Una coyuntura de iguales dimensiones la viví en Cartagena de Indias el Fin de Año pasado cuando fui a buscar a unos amigos que pernoctaban en el hostal Media Luna. Cuando por fin di con su paradero y logré reunirme con ellos, el recepcionista/conserje se me acercó por detrás y me solicitó "comedidamente" la salida del hostal bajo el pretexto de que no había encontrado a los que buscaba. Cuando le repliqué que efectivamente sí los había encontrado, me lanzó una mirada displicente y se retiró para juntar la basura de las canecas. Cuando miré a mi alrededor, me di cuenta de que era la cara más negra de un recinto repleto de extranjeros y ese señor me quería botar a la calle porque me veía cara de ladrón.

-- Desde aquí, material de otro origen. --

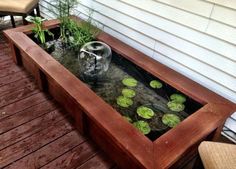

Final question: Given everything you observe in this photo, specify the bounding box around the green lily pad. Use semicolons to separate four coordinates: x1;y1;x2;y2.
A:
116;96;133;108
150;80;163;89
162;114;181;128
170;94;186;103
122;78;138;87
167;101;185;112
133;121;151;135
122;88;136;98
123;116;133;123
137;106;155;119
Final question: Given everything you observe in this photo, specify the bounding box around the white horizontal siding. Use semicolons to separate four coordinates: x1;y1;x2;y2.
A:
39;0;236;103
205;0;236;10
155;0;214;17
211;5;236;27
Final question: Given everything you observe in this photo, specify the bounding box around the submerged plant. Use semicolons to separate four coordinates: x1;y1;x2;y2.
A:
162;114;181;128
116;96;133;108
150;80;162;89
123;116;133;123
122;77;138;87
122;88;136;98
133;121;151;135
137;106;154;119
25;16;54;48
167;101;185;112
170;94;186;103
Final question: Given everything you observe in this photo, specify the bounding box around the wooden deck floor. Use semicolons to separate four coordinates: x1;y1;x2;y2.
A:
0;29;115;169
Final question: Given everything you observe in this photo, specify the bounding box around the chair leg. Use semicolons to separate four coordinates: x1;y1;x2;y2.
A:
36;4;40;17
192;155;204;169
22;15;27;25
30;9;36;16
10;15;16;28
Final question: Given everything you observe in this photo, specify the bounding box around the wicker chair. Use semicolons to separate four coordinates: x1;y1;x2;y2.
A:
198;141;236;169
0;0;40;27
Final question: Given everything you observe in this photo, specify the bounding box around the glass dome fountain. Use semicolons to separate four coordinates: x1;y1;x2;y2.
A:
78;41;112;81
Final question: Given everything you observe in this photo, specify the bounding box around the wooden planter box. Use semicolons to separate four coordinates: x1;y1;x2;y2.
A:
4;19;236;169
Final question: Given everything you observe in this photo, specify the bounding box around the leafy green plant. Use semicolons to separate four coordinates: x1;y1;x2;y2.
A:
122;77;138;87
67;18;99;50
49;0;78;42
116;96;133;108
133;121;151;135
162;114;180;128
122;88;136;98
48;0;99;50
170;94;186;103
136;106;155;119
150;80;162;89
25;16;54;48
167;101;185;112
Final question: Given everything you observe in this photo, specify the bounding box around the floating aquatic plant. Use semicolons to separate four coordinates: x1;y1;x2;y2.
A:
122;77;138;87
167;101;185;112
123;116;133;123
162;113;181;128
133;120;151;135
170;94;186;103
150;80;162;89
137;106;155;119
122;88;136;98
116;96;133;108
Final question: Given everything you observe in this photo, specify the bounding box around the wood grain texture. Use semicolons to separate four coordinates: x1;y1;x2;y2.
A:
0;109;67;151
0;117;74;168
5;131;86;169
41;141;98;169
76;152;115;169
0;100;57;134
0;70;30;87
0;92;49;120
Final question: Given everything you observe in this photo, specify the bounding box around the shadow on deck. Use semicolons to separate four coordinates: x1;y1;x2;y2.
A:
0;26;116;169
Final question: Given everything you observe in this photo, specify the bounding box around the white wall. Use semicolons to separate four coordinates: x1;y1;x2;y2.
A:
39;0;236;103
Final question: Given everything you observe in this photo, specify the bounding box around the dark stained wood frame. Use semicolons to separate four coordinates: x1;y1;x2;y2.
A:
4;19;236;169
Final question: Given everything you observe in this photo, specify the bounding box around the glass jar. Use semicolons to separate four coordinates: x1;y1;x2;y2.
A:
78;41;112;81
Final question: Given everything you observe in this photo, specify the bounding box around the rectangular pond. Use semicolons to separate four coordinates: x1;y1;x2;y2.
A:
48;38;202;141
5;19;235;169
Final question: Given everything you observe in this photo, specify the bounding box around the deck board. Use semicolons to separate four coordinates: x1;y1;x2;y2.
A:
0;29;115;169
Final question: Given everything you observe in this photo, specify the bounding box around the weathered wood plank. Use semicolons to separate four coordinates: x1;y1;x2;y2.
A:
0;70;30;87
0;54;10;62
0;109;67;150
0;92;50;120
0;117;74;168
0;58;11;66
5;131;86;169
41;141;98;169
0;77;34;97
0;59;14;70
0;84;39;108
0;100;57;134
0;64;23;78
76;152;114;169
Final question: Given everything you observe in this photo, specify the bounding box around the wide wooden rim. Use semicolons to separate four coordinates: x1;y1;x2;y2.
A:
4;19;236;169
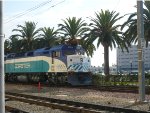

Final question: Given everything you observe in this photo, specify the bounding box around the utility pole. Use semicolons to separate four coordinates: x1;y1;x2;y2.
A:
137;0;145;102
0;0;5;113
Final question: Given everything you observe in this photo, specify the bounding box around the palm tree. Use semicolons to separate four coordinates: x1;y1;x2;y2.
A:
11;21;40;51
58;17;89;46
56;36;66;44
39;27;59;47
7;35;24;53
4;39;11;55
121;1;150;47
58;17;96;56
88;10;124;76
80;35;96;57
32;38;45;49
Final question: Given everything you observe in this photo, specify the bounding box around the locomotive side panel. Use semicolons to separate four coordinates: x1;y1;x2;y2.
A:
5;55;68;73
36;56;49;72
5;56;51;73
5;59;15;73
51;58;67;72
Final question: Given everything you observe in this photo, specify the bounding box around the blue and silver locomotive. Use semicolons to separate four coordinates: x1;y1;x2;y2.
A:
5;44;92;85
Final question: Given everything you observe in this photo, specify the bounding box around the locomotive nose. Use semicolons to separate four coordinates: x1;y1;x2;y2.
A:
67;55;92;85
67;55;91;72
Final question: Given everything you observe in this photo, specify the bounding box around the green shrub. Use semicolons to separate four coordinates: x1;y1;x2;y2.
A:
92;74;150;86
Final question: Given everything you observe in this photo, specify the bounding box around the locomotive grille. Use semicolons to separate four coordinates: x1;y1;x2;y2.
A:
67;64;90;72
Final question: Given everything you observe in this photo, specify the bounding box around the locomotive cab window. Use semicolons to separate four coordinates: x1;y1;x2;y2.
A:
52;51;60;57
55;51;60;57
64;51;75;56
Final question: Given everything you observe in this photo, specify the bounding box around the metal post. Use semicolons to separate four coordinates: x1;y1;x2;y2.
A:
130;61;132;74
0;1;5;113
137;0;145;102
117;55;118;75
119;65;122;74
117;64;118;75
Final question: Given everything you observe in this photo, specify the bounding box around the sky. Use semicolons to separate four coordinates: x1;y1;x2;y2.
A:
4;0;137;67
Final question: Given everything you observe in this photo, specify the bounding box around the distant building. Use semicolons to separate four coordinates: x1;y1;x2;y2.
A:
117;44;150;73
110;65;117;74
90;65;117;75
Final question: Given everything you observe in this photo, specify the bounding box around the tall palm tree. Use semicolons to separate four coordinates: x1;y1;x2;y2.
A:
12;21;40;51
32;38;45;49
4;39;11;55
7;35;24;53
58;17;95;56
88;10;124;76
39;27;59;47
121;1;150;47
58;17;89;45
80;40;96;57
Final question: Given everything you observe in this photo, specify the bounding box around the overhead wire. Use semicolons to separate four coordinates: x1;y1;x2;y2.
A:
34;0;65;16
5;0;66;34
5;0;53;23
49;0;65;8
5;0;53;21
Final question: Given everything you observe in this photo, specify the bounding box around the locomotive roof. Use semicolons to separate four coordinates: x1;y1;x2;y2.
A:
34;47;51;53
50;44;76;51
6;44;77;58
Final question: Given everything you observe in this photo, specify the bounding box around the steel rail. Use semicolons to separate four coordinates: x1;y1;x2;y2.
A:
6;92;150;113
6;95;104;113
6;82;150;94
5;105;29;113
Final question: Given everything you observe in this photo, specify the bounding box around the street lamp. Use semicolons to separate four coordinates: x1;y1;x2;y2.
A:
120;65;121;74
117;64;119;75
130;60;132;74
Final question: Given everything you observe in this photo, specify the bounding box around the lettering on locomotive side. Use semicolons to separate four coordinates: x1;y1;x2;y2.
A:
15;63;30;69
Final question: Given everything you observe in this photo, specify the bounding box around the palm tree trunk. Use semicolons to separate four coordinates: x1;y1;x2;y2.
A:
104;45;109;76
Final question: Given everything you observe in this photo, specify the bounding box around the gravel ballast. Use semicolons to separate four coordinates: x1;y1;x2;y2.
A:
6;100;69;113
5;84;150;112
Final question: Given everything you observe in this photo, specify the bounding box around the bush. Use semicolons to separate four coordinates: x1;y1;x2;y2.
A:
92;74;150;86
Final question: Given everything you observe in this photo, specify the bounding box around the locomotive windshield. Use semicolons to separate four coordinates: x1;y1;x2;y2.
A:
63;45;85;56
64;51;75;55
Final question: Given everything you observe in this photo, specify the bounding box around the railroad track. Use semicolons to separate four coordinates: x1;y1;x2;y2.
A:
6;82;150;94
6;105;28;113
5;92;150;113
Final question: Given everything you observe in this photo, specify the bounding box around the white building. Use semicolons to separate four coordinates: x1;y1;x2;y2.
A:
117;44;150;73
90;65;117;75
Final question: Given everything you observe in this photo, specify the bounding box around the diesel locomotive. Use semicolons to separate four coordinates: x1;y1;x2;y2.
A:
5;44;92;85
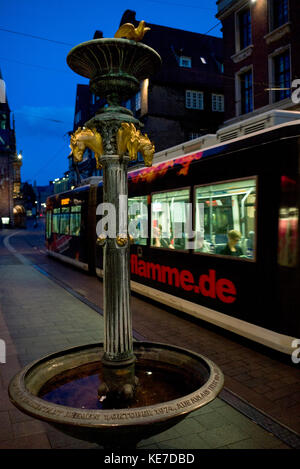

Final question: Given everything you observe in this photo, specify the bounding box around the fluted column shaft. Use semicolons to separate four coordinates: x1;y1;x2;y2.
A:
100;155;134;365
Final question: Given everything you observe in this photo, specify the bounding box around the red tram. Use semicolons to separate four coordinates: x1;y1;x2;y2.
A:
46;121;300;355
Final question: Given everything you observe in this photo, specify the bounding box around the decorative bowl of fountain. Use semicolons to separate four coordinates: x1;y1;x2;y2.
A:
67;38;161;101
9;342;223;448
8;21;224;449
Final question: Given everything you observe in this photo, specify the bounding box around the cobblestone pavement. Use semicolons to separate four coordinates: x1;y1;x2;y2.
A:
0;224;298;449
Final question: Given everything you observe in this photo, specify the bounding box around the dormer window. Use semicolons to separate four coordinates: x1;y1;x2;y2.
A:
180;56;192;68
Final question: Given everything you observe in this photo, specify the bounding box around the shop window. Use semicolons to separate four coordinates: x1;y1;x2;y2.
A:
194;178;256;260
128;196;148;245
151;189;190;250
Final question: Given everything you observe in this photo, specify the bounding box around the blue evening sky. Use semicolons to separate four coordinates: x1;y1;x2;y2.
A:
1;0;222;186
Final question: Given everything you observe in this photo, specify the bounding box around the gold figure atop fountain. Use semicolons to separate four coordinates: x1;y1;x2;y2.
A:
114;20;150;42
117;122;155;166
69;127;104;169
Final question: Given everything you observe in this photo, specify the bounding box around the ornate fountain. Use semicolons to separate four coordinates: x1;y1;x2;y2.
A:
8;21;223;449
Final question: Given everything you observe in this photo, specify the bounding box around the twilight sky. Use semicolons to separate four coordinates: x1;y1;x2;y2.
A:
1;0;222;186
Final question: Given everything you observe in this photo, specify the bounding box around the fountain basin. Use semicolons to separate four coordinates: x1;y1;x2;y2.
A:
9;342;223;448
67;39;162;99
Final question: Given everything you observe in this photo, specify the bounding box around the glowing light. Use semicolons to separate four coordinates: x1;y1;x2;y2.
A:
61;198;70;205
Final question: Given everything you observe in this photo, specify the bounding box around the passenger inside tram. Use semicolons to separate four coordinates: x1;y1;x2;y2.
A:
152;224;174;249
219;230;244;257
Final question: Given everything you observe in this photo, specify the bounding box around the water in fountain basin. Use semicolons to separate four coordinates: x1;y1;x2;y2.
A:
39;360;207;410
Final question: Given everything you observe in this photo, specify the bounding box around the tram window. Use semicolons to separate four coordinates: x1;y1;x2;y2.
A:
278;176;299;267
46;211;52;239
194;178;256;259
70;205;81;236
151;189;190;250
60;207;70;235
52;208;60;234
128;196;148;245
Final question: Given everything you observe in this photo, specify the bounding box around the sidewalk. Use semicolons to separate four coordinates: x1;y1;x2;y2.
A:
0;233;292;449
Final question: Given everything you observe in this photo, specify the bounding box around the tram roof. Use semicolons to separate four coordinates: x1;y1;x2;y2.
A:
128;119;300;181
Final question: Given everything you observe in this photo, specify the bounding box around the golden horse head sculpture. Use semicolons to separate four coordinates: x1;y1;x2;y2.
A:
69;127;104;169
117;122;155;167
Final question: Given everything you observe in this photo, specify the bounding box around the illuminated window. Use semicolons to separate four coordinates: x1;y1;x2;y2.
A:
180;56;192;68
46;211;52;239
70;205;81;236
194;178;256;260
60;207;70;235
151;189;190;250
128;196;148;245
52;208;60;234
186;90;204;110
212;94;224;112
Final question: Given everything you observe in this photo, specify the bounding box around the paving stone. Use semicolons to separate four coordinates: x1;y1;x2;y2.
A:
0;432;51;449
0;411;13;441
157;435;212;449
12;419;46;438
199;423;251;447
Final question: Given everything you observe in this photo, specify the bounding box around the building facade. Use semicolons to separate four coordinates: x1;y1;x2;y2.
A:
216;0;300;124
0;69;25;227
119;10;225;152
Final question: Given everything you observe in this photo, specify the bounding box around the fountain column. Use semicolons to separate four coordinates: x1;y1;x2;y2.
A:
98;154;136;398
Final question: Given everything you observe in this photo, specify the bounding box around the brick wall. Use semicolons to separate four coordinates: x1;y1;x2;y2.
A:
218;0;300;122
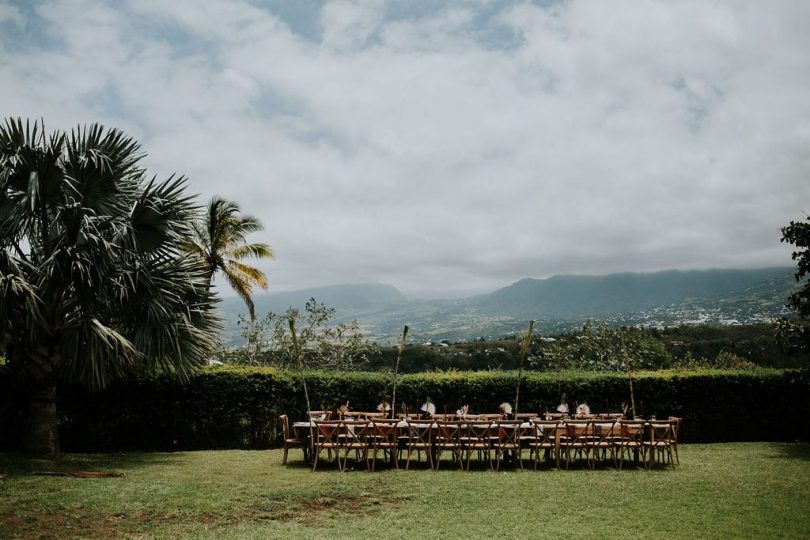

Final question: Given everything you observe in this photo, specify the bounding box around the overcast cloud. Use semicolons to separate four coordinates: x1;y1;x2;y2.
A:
2;0;809;298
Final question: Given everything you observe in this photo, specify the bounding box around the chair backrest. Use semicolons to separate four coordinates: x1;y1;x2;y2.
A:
370;419;400;443
313;420;342;445
478;413;502;420
465;421;494;448
494;420;522;448
279;414;290;439
600;413;624;420
434;420;463;445
649;420;678;444
432;413;456;421
544;412;568;420
564;420;593;443
533;420;559;445
514;413;538;420
592;420;618;442
405;419;434;447
618;420;646;443
668;416;682;441
341;420;370;446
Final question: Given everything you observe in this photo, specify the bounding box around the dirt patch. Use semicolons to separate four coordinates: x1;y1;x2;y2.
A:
241;481;412;527
0;482;411;538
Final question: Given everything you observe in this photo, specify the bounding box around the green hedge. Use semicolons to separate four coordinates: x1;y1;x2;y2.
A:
4;367;809;451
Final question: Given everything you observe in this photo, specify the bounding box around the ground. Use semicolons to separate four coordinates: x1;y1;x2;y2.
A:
1;443;809;539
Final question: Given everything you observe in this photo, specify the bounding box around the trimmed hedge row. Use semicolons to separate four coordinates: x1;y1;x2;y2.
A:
5;368;809;451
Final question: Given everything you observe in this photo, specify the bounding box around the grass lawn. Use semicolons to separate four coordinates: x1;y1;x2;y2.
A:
1;443;809;539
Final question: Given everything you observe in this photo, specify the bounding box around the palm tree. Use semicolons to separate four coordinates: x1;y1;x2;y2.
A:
183;197;273;320
0;118;221;454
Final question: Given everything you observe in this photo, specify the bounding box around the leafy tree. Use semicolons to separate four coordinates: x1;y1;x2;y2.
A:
532;320;671;371
782;216;810;316
222;298;371;370
183;197;273;320
776;216;810;352
0;119;220;454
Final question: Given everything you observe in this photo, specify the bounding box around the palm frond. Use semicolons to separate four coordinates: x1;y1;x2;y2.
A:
223;242;273;261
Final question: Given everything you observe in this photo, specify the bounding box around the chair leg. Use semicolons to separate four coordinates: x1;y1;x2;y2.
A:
282;444;289;465
312;447;321;471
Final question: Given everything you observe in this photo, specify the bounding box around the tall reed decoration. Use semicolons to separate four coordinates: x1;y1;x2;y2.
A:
620;333;638;418
390;325;409;419
289;316;311;413
514;320;535;415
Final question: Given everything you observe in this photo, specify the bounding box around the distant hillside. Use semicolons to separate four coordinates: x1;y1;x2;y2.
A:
469;268;793;319
218;267;797;343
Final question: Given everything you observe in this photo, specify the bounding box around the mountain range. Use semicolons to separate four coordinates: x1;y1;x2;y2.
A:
218;267;797;344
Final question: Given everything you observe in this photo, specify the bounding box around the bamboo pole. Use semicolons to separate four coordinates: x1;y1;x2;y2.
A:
289;316;311;413
391;325;409;419
514;320;535;415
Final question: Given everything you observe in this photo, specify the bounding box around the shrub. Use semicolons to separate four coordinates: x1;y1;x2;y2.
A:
1;367;807;451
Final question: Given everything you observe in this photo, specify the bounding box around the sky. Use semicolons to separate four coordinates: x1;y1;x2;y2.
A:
1;0;809;299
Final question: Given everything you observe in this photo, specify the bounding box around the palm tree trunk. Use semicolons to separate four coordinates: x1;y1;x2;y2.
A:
22;382;59;455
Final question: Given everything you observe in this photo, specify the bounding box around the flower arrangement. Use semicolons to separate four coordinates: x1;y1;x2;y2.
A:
576;403;591;416
377;400;391;413
420;399;436;417
456;404;470;419
338;402;350;417
499;402;513;415
556;403;569;413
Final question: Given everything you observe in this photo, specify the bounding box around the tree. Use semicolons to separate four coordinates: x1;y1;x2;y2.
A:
222;298;371;370
776;216;810;352
0;118;221;454
183;197;273;320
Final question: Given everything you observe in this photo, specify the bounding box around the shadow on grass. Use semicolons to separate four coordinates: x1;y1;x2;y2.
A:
0;451;185;476
768;442;810;461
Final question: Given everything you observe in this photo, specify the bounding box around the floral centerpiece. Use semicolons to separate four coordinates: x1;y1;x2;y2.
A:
377;400;391;414
456;404;470;419
576;403;591;416
420;399;436;418
499;402;513;417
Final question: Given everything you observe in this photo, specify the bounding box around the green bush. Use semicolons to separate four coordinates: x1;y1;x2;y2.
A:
2;367;808;451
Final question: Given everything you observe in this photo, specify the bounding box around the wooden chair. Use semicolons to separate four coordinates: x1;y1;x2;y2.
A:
404;419;434;470
338;420;371;472
644;420;678;470
462;421;495;471
589;421;618;468
434;421;464;470
367;419;400;471
562;420;592;469
616;420;646;469
529;421;560;470
312;420;342;471
668;416;682;465
493;420;523;471
279;414;305;465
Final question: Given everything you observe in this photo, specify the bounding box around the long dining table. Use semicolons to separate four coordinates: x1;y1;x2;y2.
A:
291;417;654;469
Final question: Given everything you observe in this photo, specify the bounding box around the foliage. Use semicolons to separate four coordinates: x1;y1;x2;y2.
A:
1;367;804;451
0;118;220;388
182;196;273;319
773;317;810;354
221;298;373;370
531;320;671;371
781;215;810;316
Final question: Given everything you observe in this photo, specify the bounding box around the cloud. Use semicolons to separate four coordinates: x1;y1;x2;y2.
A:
1;0;808;298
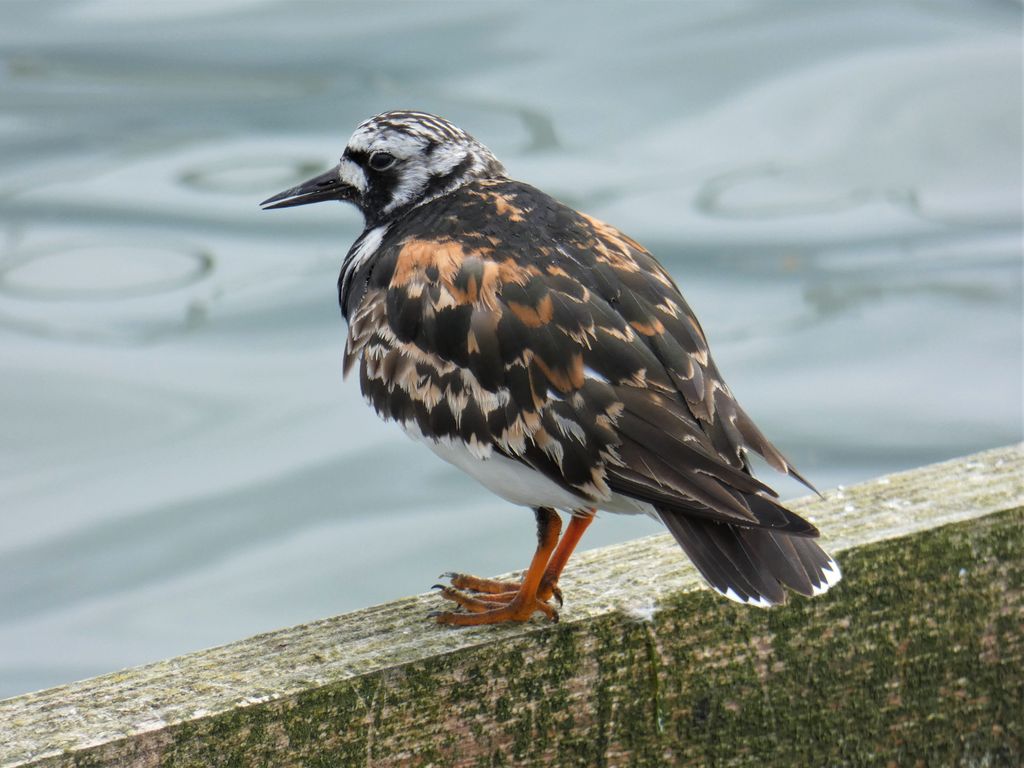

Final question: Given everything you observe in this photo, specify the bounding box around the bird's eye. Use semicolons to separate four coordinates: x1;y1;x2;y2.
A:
368;151;397;171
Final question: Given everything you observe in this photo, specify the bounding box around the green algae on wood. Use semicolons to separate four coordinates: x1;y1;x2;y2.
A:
1;444;1021;767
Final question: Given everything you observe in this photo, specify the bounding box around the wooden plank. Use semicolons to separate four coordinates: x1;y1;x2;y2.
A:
1;444;1021;767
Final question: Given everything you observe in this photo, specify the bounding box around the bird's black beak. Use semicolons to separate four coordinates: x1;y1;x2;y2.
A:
260;166;356;210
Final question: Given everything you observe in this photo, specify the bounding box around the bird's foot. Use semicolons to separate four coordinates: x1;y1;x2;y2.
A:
432;585;559;625
440;572;563;605
431;572;561;625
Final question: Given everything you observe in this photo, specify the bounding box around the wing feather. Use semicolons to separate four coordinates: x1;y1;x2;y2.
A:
349;179;816;535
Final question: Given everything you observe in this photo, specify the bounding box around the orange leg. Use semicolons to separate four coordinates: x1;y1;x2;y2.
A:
435;508;596;625
450;510;596;605
538;509;594;600
435;507;563;626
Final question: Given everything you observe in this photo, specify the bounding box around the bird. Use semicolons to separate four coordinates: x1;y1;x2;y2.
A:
261;110;841;626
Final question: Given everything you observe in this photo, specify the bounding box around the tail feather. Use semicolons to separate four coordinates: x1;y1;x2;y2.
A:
658;509;841;606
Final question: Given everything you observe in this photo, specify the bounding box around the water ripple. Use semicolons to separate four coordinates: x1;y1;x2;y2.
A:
0;241;213;301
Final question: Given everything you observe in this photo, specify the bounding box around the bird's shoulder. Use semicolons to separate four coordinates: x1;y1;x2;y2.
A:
354;178;721;420
351;178;687;389
359;178;674;287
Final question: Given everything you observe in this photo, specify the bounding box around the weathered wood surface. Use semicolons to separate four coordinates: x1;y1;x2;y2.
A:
2;444;1021;767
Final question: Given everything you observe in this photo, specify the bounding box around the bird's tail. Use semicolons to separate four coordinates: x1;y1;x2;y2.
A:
657;510;842;607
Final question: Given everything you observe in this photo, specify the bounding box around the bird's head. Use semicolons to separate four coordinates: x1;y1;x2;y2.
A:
261;110;506;228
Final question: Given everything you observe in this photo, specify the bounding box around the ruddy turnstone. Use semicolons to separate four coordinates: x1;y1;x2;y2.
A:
261;110;841;625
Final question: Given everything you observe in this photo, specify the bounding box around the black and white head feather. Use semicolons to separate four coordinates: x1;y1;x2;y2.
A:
341;110;507;226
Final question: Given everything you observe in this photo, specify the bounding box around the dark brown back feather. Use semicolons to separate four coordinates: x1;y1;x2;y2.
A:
346;178;816;533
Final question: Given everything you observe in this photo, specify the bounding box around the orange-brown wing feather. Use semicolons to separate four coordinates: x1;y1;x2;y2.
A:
346;179;812;532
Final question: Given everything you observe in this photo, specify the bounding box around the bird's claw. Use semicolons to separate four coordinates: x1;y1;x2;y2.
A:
432;570;563;624
551;586;564;607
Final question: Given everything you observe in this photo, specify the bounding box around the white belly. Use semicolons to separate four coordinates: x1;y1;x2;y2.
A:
399;421;654;516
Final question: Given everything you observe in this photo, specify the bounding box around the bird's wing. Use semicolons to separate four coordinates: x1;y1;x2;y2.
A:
347;180;811;532
573;212;815;491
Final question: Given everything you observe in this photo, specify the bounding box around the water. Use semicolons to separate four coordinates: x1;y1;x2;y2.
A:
0;0;1020;699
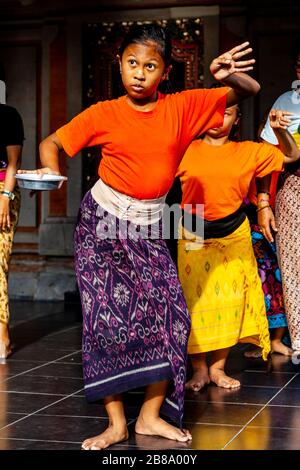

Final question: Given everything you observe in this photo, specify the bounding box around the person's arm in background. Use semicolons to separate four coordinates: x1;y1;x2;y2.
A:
0;145;22;230
255;174;277;243
210;42;261;106
270;109;300;163
256;109;300;242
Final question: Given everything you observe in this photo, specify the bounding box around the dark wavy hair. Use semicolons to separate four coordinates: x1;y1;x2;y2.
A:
119;23;172;67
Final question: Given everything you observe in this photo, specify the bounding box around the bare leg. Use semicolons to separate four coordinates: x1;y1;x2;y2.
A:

Antes de compartir con ustedes más anécdotas personales de mis vivencias acá en Colombia, quisiera destacar que Colombia es un país que admiro muchísimo. Mi estadía aquí ha sido altamente gratificante y la gran mayoría de las expectativas que albergaba al arribar al país sí se han cumplido ampliamente. Sin embargo, coincido con los activistas de los derechos de las minorías étnicas del país en que hasta 10 millones de personas están expuestas cotidianamente a afrontar discriminaciones en centros comerciales, discotecas y lugares de trabajo y instituciones de educación superior sólo por la pigmentación de su piel.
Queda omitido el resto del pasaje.